OLYMPUS DIGITAL CAMERA

İrem Ezgimen: Türkiye’de müziğin gidişatını yorumlamanızı ve bununla beraber sizce çözümü nasıl olur yorumlar mısınız?

Redd: Bu konuda en önemli noktalardan birisi özgün ve alternatif müzikleri gün yüzüne çıkartmaktır. Yelpaze ne kadar geniş, ne kadar renkli olursa bu sektör o kadar büyük olacaktır. Aksi halde şu anda üç beş grubun dışında diğerlerinin yaptığı gibi “bu tutuyor böyle devam edelimciler” belki de onuncu kez aynı albümü çıkartmaya devam edecekler, insanlar da onuncu kez o albümü dinlemeye devam edeceklerdir. Müziğin dinleyiciyi bir yerden başka bir yere götürmek gibi bir misyonu olduğunu unutmamak gerek.

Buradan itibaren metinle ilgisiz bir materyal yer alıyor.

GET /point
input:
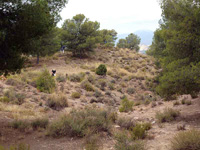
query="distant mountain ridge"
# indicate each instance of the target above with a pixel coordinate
(145, 35)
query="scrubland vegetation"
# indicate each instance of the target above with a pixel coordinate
(103, 96)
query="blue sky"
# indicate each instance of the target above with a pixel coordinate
(125, 16)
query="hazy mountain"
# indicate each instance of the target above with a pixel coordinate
(145, 35)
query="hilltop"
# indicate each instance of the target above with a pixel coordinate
(123, 96)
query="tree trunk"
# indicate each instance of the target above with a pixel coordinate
(38, 58)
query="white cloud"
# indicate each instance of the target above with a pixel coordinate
(124, 16)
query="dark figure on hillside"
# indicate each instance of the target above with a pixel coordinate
(53, 72)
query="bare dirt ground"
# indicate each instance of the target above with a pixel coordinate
(159, 135)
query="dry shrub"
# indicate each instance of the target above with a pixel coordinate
(187, 140)
(57, 101)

İrem Ezgimen: Özünde çok yoğun bir albüm ve bununla beraber sizleri sosyal medya aracılığı ile takip ettiğim kadarıyla herşeyi takip eden, araştıran ve neredeyse hiçbir şeyi es geçmeden yoğun duygular paylaşıyorsunuz fakat bu durum sizi zorlamıyor mu? Sizler ruhlarınızı nasıl dinlendirebiliyorsunuz?

Redd: Bu ülkede insanlar için belki de en zor şey ruhunu dinlendirebilmek. Tam anlamıyla bunu yapabildiğimizi de düşünmüyoruz aslında. Kısacık zaman dilimlerinde birçok şey olup bitiyor etrafımızda. O kısacık zaman dilimleri bazıları için hayatlarının tamamı oluveriyor hatta. Zor bir coğrafyada yaşıyoruz ve bunun götürüleri özellikle bir sanatçı için oldukça fazla. Biz de herkes kadar kendi Mükemmel Boşluğumuzu yaşamaya çalışıyoruz.

İrem Ezgimen: Konser tarihlerinizi rica edebilir miyim?

Redd: 21 Temmuz‘da Zorlu PSM Sahnesinde Skunk Anansie konserinin açılışını yapacağız. Önemli bir konser bizim için. Onun dışında ekim ayına kadar belli bir tarihimiz yok şu anda. Yeni sezona yeni bir kliple başlayacağız.